It seemed almost unfortunate that Aunt Barbara managed to hang on to life for the next decade as her quality of life had suffered an immense blow and she could not be compared with the Aunt Barbara we really knew. It was difficult watching Aunt Barbara’s life slowly drift away, or had it gone already? No one could possibly tell what existed behind those glazed eyes. It was easier to believe that she had already crossed over.
It was disturbing to watch the transformation that was still occurring. Even if only physical, it still looked unbearable. The drugs, the lack of self-control, nothing like the bright flame that had burnt so brightly in the years before. Aunt Barbara seemed imprisoned in the little boxes they called "units" with no familiar objects or possessions, just a bed, a toilet and a sink crammed into a little white compartment. She could not perform any of her normal every day activities and was totally reliant on the staff who looked after her
It was a slow winding slide that Aunt Barbara had jumped on… maybe pushed would be a better word…. and it took her ten years to reach the bottom. You would often hear people say, I wish for her sake she would die. But would it be better for her? Maybe Aunt Barbara wanted to live. Could she have felt she was being robbed and that was why she had hung on for so many years?
What did Aunt Barbara want? To live? To die? It is often said that when someone gets to the state that she was in, they should be put out of their misery. That they have no need to live and suffer.
Could it be that life is like a big chess game? That we are just pawns trying somehow to reach the other side? It may be so, because in life, as in chess, if a false move is made you suffer for it, some more than others.

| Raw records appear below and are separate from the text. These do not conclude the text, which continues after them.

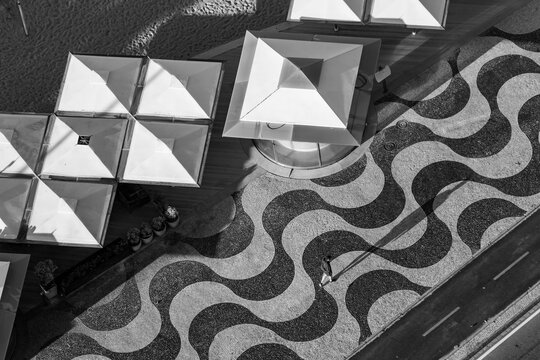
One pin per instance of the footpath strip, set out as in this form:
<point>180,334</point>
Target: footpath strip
<point>461,306</point>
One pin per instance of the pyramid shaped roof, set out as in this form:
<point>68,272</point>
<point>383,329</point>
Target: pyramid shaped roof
<point>70,213</point>
<point>297,87</point>
<point>329,10</point>
<point>301,102</point>
<point>180,89</point>
<point>21,136</point>
<point>4,267</point>
<point>413,13</point>
<point>165,153</point>
<point>83,147</point>
<point>13,195</point>
<point>99,84</point>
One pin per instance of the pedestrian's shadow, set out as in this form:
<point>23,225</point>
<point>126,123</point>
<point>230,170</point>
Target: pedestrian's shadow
<point>404,226</point>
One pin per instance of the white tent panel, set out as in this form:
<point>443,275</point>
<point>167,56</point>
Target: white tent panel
<point>343,10</point>
<point>295,106</point>
<point>21,136</point>
<point>69,154</point>
<point>180,89</point>
<point>278,90</point>
<point>407,12</point>
<point>300,87</point>
<point>99,84</point>
<point>13,196</point>
<point>166,153</point>
<point>70,213</point>
<point>412,13</point>
<point>4,267</point>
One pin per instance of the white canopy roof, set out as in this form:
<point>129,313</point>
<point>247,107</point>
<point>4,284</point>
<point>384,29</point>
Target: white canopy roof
<point>337,10</point>
<point>20,140</point>
<point>412,13</point>
<point>165,153</point>
<point>13,196</point>
<point>298,88</point>
<point>180,89</point>
<point>4,267</point>
<point>70,213</point>
<point>99,84</point>
<point>83,147</point>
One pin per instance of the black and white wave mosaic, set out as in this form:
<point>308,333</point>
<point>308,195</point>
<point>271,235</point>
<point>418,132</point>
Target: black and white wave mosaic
<point>463,166</point>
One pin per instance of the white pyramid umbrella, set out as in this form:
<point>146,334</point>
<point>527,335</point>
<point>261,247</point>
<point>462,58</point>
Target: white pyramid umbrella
<point>69,213</point>
<point>98,84</point>
<point>13,196</point>
<point>4,266</point>
<point>328,10</point>
<point>298,88</point>
<point>21,136</point>
<point>430,14</point>
<point>165,153</point>
<point>180,89</point>
<point>13,270</point>
<point>83,147</point>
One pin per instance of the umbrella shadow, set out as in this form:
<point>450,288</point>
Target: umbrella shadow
<point>404,226</point>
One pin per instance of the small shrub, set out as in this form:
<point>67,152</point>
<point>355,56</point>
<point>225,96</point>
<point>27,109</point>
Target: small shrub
<point>44,271</point>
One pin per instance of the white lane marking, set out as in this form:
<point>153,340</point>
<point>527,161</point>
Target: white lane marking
<point>441,321</point>
<point>496,345</point>
<point>510,266</point>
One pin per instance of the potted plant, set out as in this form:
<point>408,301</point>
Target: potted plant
<point>147,235</point>
<point>134,238</point>
<point>44,271</point>
<point>171,216</point>
<point>159,226</point>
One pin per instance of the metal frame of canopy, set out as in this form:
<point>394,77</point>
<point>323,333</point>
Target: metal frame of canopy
<point>350,135</point>
<point>46,143</point>
<point>22,239</point>
<point>128,142</point>
<point>9,300</point>
<point>365,16</point>
<point>142,83</point>
<point>98,114</point>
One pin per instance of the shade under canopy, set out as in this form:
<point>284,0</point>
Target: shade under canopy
<point>98,84</point>
<point>81,147</point>
<point>69,213</point>
<point>299,87</point>
<point>21,136</point>
<point>429,14</point>
<point>180,89</point>
<point>164,153</point>
<point>10,293</point>
<point>13,196</point>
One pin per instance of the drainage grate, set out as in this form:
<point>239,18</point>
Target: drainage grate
<point>83,140</point>
<point>402,124</point>
<point>390,146</point>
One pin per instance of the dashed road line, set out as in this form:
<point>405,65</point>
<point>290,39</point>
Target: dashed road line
<point>440,321</point>
<point>510,266</point>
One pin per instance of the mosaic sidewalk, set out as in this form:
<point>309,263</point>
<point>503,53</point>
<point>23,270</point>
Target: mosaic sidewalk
<point>443,181</point>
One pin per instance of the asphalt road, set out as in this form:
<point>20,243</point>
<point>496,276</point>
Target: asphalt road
<point>478,292</point>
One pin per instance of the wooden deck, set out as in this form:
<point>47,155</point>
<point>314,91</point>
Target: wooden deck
<point>229,168</point>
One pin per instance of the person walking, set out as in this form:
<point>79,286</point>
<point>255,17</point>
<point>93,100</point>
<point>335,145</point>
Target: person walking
<point>327,271</point>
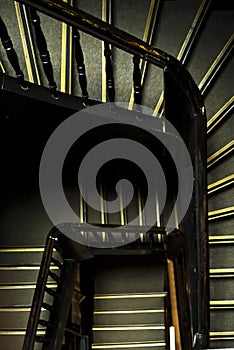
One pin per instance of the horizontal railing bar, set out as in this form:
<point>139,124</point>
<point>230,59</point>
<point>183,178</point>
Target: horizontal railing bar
<point>221,304</point>
<point>22,250</point>
<point>222,335</point>
<point>124,345</point>
<point>218,117</point>
<point>222,273</point>
<point>15,308</point>
<point>226,239</point>
<point>135,327</point>
<point>220,154</point>
<point>114,312</point>
<point>124,41</point>
<point>220,184</point>
<point>221,213</point>
<point>19,332</point>
<point>130,295</point>
<point>216,66</point>
<point>188,43</point>
<point>24,267</point>
<point>24,286</point>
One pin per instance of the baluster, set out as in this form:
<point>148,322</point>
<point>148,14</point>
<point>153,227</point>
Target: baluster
<point>137,83</point>
<point>80,66</point>
<point>44,53</point>
<point>11,54</point>
<point>109,73</point>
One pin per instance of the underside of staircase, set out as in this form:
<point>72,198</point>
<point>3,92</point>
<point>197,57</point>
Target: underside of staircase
<point>121,299</point>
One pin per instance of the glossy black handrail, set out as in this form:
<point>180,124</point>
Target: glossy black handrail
<point>121,39</point>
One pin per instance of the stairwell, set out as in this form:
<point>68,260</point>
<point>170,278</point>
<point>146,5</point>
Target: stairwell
<point>24,224</point>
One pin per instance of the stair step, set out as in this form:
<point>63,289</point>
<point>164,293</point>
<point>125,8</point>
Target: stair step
<point>14,318</point>
<point>138,301</point>
<point>154,316</point>
<point>160,344</point>
<point>19,294</point>
<point>131,333</point>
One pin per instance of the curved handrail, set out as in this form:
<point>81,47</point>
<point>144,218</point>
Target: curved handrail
<point>121,39</point>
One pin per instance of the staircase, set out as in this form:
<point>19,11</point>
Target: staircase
<point>24,224</point>
<point>129,302</point>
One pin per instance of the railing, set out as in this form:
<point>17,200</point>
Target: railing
<point>71,254</point>
<point>179,76</point>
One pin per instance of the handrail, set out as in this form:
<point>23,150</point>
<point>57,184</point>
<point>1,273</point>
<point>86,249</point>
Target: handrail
<point>122,40</point>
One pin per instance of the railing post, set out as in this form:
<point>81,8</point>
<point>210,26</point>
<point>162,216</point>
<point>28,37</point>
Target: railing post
<point>11,54</point>
<point>109,73</point>
<point>80,66</point>
<point>44,53</point>
<point>137,83</point>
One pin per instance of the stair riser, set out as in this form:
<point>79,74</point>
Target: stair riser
<point>127,336</point>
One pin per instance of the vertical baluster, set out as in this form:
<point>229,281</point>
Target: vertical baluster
<point>137,83</point>
<point>43,51</point>
<point>109,73</point>
<point>11,54</point>
<point>80,66</point>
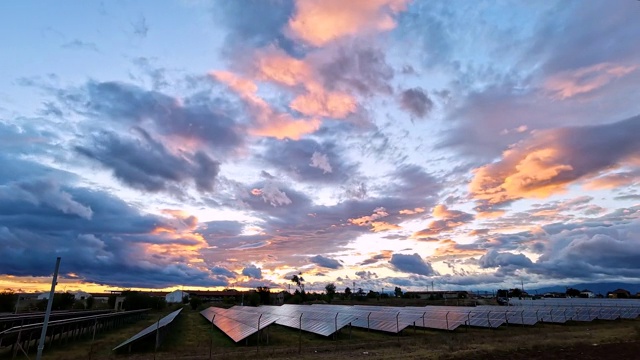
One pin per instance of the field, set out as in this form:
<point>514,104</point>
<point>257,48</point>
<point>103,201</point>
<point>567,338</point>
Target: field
<point>191,337</point>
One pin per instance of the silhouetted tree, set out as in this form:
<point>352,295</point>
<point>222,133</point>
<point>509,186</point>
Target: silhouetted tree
<point>347,292</point>
<point>331,291</point>
<point>8,301</point>
<point>298,280</point>
<point>90,300</point>
<point>265,295</point>
<point>397,292</point>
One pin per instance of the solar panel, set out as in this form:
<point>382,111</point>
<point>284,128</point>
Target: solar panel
<point>237,324</point>
<point>151,328</point>
<point>311,319</point>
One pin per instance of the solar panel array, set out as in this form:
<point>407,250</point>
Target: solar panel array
<point>151,329</point>
<point>240,322</point>
<point>237,324</point>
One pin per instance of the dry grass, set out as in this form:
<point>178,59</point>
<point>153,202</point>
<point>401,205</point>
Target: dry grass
<point>192,338</point>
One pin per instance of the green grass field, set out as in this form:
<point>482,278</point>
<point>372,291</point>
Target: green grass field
<point>192,337</point>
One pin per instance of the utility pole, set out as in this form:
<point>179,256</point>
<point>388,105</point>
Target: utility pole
<point>43,335</point>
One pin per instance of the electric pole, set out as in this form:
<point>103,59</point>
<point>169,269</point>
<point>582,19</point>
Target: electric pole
<point>43,335</point>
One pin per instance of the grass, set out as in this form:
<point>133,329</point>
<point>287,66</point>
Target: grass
<point>192,337</point>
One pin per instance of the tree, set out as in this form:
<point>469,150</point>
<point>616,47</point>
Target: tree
<point>347,292</point>
<point>331,291</point>
<point>398,292</point>
<point>90,301</point>
<point>8,301</point>
<point>299,280</point>
<point>265,295</point>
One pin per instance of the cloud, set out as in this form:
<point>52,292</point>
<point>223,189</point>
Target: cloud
<point>450,219</point>
<point>220,271</point>
<point>271,194</point>
<point>450,249</point>
<point>584,80</point>
<point>311,97</point>
<point>145,163</point>
<point>185,122</point>
<point>45,192</point>
<point>325,262</point>
<point>115,241</point>
<point>494,258</point>
<point>590,250</point>
<point>413,264</point>
<point>254,24</point>
<point>266,121</point>
<point>320,161</point>
<point>384,255</point>
<point>307,160</point>
<point>357,69</point>
<point>252,271</point>
<point>550,160</point>
<point>318,22</point>
<point>416,102</point>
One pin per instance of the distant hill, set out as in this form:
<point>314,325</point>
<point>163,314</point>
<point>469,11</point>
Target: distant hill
<point>597,288</point>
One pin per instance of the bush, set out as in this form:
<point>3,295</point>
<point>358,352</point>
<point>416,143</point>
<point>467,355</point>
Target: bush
<point>8,301</point>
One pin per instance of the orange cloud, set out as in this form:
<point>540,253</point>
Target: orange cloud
<point>269,123</point>
<point>550,160</point>
<point>379,226</point>
<point>574,82</point>
<point>315,101</point>
<point>367,220</point>
<point>612,181</point>
<point>450,219</point>
<point>318,22</point>
<point>412,212</point>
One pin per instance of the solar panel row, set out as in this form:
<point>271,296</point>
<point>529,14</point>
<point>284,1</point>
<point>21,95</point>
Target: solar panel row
<point>240,322</point>
<point>150,329</point>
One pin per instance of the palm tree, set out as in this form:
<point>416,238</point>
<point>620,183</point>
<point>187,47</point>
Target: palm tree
<point>299,280</point>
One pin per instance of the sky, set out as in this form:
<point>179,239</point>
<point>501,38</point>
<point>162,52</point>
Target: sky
<point>367,143</point>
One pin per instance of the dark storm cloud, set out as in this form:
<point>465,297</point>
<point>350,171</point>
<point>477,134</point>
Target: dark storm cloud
<point>363,70</point>
<point>495,258</point>
<point>607,245</point>
<point>325,262</point>
<point>413,264</point>
<point>416,101</point>
<point>295,158</point>
<point>301,227</point>
<point>200,117</point>
<point>223,272</point>
<point>413,182</point>
<point>98,236</point>
<point>255,23</point>
<point>145,163</point>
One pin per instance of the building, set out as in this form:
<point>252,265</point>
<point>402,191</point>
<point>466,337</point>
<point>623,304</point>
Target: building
<point>176,296</point>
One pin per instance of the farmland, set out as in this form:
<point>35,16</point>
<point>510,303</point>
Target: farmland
<point>192,337</point>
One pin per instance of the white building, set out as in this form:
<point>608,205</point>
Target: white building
<point>175,296</point>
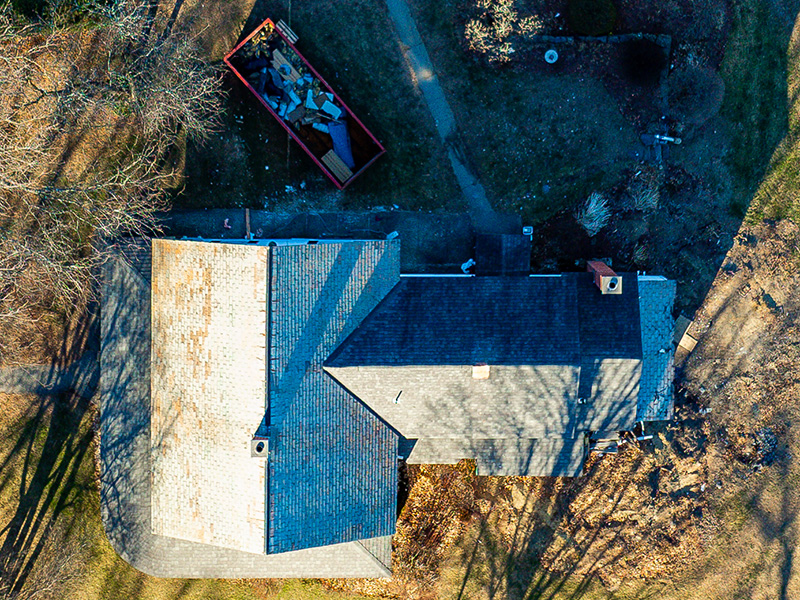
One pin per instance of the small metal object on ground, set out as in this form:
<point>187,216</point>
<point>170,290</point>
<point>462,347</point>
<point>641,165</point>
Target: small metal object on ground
<point>286,30</point>
<point>682,337</point>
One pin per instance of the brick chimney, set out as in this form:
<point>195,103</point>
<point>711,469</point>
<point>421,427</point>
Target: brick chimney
<point>604,278</point>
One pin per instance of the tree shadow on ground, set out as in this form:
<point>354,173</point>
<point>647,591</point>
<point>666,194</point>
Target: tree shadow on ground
<point>52,447</point>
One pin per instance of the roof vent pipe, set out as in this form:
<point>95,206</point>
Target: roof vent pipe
<point>605,278</point>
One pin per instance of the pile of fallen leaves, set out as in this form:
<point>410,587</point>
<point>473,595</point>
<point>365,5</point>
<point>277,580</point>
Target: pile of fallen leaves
<point>639,514</point>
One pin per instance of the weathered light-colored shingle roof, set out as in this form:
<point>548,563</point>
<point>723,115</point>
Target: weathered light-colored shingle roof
<point>125,461</point>
<point>208,392</point>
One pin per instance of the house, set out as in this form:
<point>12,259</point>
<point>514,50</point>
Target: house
<point>256,398</point>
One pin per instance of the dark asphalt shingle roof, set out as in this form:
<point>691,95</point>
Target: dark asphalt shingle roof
<point>333,463</point>
<point>656,394</point>
<point>547,457</point>
<point>465,321</point>
<point>549,341</point>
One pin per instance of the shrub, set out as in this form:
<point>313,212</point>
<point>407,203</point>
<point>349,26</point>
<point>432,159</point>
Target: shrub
<point>644,195</point>
<point>594,214</point>
<point>488,32</point>
<point>592,17</point>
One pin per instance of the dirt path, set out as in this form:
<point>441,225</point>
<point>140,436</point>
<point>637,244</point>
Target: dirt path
<point>483,216</point>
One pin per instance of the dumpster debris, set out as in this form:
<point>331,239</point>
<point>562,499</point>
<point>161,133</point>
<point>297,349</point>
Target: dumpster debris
<point>314,116</point>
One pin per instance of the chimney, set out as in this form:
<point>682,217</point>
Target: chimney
<point>604,278</point>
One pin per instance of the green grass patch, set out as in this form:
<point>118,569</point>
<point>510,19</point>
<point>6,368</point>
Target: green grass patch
<point>755,71</point>
<point>540,142</point>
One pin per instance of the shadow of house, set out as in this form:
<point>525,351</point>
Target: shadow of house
<point>326,354</point>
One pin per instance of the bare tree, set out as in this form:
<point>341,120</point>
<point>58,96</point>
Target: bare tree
<point>90,119</point>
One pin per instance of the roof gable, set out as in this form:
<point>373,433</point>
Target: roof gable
<point>332,465</point>
<point>208,392</point>
<point>465,321</point>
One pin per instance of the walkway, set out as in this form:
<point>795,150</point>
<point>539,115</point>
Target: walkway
<point>483,216</point>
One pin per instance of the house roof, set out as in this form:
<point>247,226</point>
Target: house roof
<point>208,392</point>
<point>333,463</point>
<point>331,473</point>
<point>656,298</point>
<point>550,343</point>
<point>269,331</point>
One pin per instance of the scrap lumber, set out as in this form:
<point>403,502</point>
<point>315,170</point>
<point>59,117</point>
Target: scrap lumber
<point>336,166</point>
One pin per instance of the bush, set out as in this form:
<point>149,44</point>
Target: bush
<point>592,17</point>
<point>594,215</point>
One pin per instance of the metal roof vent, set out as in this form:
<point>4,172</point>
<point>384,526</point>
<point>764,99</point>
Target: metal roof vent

It is easy to say that you have your life under control, but is it that easy to control it? We are always being hounded by society’s expectations and the pressure of conforming to normality. One has only memories to cling to during life and memories are experience. But as we are always looking for ways in which to improve ourselves we discard these and at what expense. I can only say that the memories of my Aunty Barbara that I will cling to are of the jungle, the Ribena and the fantastic pikelets with stacks of hundreds-and-thousands on them.